Affordability pressures may be driving a boom in regional residential markets across WA, but new data suggests the State’s farming sector is facing a very different property reality.
While regional housing markets continue to surge, agricultural land values across WA have fallen 24.7 per cent quarter on quarter, according to the latest Q1 2026 Rural Property Sales Dashboard released by Digital Agricultural Services.
The report found Peel-Harvey farmland values fell 37.1 per cent, while the Wheatbelt dropped 32.2 per cent and the South West declined 23.8 per cent.
DAS co-founder Sarah Gorman said climate events and rainfall reliability were increasingly shaping how rural land was valued.
“Climate has always been baked into how farmers and buyers think about land. What’s changed is that we can now put hard numbers to it, in near real time,” she said.
“Buyers and lenders no longer have to rely on intuition. The data is there, and it’s moving the market.”
The data indicates higher-rainfall and lower-risk farming regions continue to command stronger per-hectare prices.
However, Country Downs Station in WA’s Kimberley struggled to find a buyer before selling earlier this year, despite being described as “the best value cattle country in the world” because of its assured wet season.
It was relisted between March and May 2025 after earlier failed attempts to sell, and remained on the market through late 2025 before finally selling in early 2026.

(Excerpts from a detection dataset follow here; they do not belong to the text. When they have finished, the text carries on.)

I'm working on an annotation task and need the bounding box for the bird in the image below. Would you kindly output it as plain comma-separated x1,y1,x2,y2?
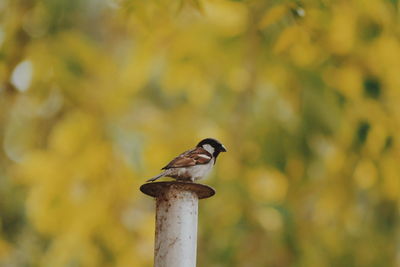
146,138,227,182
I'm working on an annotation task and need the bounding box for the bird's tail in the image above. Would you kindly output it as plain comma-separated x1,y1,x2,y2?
146,172,165,182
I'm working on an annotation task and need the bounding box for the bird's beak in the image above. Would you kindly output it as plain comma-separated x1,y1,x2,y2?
221,145,227,152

Yougawalla Pastoral Company was on the market for about two years before selling, while Gnaraloo Station changed hands earlier this year after being listed in April 2025 and spending about 12 months on the market.

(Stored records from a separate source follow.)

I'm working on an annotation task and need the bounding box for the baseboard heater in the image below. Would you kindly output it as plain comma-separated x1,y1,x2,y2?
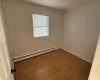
13,47,57,62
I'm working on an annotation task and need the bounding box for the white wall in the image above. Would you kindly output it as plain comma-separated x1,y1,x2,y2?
64,1,100,62
3,0,64,57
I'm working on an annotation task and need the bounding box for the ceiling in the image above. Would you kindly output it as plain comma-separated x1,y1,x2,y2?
25,0,95,9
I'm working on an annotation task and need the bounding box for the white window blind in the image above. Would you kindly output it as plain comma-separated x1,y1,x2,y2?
32,14,49,37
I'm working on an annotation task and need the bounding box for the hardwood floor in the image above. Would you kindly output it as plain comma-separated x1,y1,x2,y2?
14,49,91,80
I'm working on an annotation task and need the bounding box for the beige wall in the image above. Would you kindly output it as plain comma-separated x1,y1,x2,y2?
3,0,64,57
64,1,100,62
88,37,100,80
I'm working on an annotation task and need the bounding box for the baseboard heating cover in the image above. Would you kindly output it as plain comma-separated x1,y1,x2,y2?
13,47,58,62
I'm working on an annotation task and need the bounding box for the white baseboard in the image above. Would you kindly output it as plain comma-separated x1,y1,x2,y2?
62,48,92,63
13,47,58,62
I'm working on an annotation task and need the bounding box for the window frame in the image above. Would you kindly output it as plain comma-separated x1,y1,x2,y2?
32,13,50,38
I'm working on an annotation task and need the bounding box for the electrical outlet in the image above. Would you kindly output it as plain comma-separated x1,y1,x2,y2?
68,45,71,49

The agricultural outlook is in stark contrast with WA’s booming regional residential market.
A separate Cotality Regional Market Update released this month found some of the nation’s fastest-growing regional housing markets were in WA.
The report showed Albany rents climbed 15.2 per cent annually, Busselton recorded quarterly dwelling value growth of 7.5 per cent, Albany values rose 7.2 per cent over the quarter and Karratha posted annual growth of 26.4 per cent.

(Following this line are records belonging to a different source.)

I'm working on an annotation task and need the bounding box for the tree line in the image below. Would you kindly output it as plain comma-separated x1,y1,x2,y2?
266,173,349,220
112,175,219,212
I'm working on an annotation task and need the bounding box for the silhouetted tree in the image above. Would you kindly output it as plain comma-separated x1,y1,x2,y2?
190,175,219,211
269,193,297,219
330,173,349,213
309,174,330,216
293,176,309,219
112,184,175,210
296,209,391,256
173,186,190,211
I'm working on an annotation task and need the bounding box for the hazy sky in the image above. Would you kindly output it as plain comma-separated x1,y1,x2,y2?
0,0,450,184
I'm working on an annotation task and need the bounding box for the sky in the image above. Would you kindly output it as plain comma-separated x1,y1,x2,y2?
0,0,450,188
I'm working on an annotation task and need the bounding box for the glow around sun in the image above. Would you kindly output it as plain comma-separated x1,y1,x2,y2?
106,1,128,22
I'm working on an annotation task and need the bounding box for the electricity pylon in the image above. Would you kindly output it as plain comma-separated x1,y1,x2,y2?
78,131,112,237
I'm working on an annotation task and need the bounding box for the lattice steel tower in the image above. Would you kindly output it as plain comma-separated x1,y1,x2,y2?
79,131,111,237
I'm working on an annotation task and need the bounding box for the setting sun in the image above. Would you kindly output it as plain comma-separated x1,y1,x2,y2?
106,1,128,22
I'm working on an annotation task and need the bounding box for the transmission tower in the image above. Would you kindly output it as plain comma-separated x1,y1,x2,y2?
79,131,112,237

Cotality head of research Australia Gerard Burg said affordability remained a central driver for so-called treechangers.
“Internal migration patterns are continuing to favour regional areas where buyers can find greater value and a different pace of life,” he said.
Nowhere is the split clearer than in the South West, which remains one of WA’s hottest residential markets under the Cotality data while simultaneously recording a 23.8 per cent decline in farmland values, according to the Digital Agricultural Services dashboard.